About 40% of women suffer pelvic organ prolapse (POP) in a lifetime. The current standard intervention for vault prolapse is a mesh sacrocolpopexy or sacrohysteropexy. However, patients and surgeons are increasingly hesitant to use mesh given recent the UK and Food and Drug Administration warnings and litigation. A possible alternative is to use autologous tissue to support the vault, as a mesh-free solution. We report the outcomes from an initial series of autologous rectus fascia sheath (RFS) sacrocolpopexy and sacrohysteropexy in patients with complex pelvic floor dysfunction.

Patients and Methods:

All patients had previous, multiple urological/gynecological surgery and declined standard mesh repairs. All had preoperative videourodynamics and defecating magnetic resonance imaging evaluation. The autologous POP repair was performed using 10-18 cm of rectus sheath with a similar technique to that employing mesh to support the anterior-posterior vaginal walls or encircle the cervix and secured to the sacral promontory.

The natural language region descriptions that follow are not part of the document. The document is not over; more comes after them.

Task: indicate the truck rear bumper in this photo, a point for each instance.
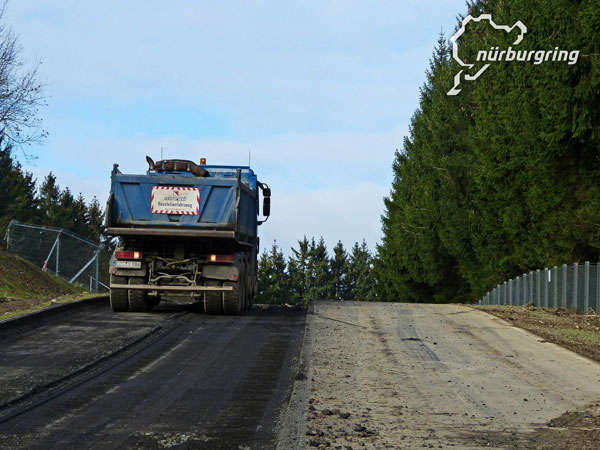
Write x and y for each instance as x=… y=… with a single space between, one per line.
x=152 y=287
x=167 y=232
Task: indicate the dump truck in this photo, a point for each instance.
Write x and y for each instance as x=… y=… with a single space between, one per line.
x=186 y=233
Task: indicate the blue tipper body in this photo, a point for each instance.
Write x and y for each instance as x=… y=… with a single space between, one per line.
x=228 y=204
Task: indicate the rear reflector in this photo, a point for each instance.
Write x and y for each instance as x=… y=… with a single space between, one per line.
x=221 y=258
x=129 y=255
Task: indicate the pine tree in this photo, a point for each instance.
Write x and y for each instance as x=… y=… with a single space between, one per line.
x=81 y=223
x=273 y=283
x=96 y=229
x=49 y=202
x=321 y=287
x=360 y=274
x=299 y=271
x=17 y=190
x=339 y=269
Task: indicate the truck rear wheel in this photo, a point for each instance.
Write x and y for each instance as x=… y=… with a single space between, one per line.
x=118 y=297
x=138 y=300
x=213 y=303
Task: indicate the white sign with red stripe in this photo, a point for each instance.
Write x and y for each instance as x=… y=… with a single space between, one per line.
x=175 y=200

Seven patients with a mean age of 52 (33-64) years underwent autologous RFS POP repair between 2014 and 2017. Mean follow-up is 16 (range 2-33) months. All patients have durable result at last follow-up. No significant complications are reported.

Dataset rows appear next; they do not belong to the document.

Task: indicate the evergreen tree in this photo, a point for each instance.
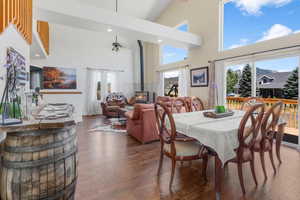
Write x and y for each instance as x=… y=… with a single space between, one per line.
x=291 y=87
x=245 y=82
x=232 y=80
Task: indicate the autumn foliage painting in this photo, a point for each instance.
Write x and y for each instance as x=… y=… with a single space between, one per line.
x=59 y=78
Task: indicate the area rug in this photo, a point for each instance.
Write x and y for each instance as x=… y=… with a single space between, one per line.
x=112 y=126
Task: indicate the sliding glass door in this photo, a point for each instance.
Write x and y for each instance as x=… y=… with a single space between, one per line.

This is the first report of patients with complex pelvic floor dysfunction and apical POP being managed with autologous RFS sacrocolpopexy/sacrohysteropexy, and only the second report of a free graft being utilized with success. Autologous RFS sacrocolpopexy/sacrohysteropexy avoids the 10%-15% risks of mesh-related complications. Further studies of long-term durability are needed.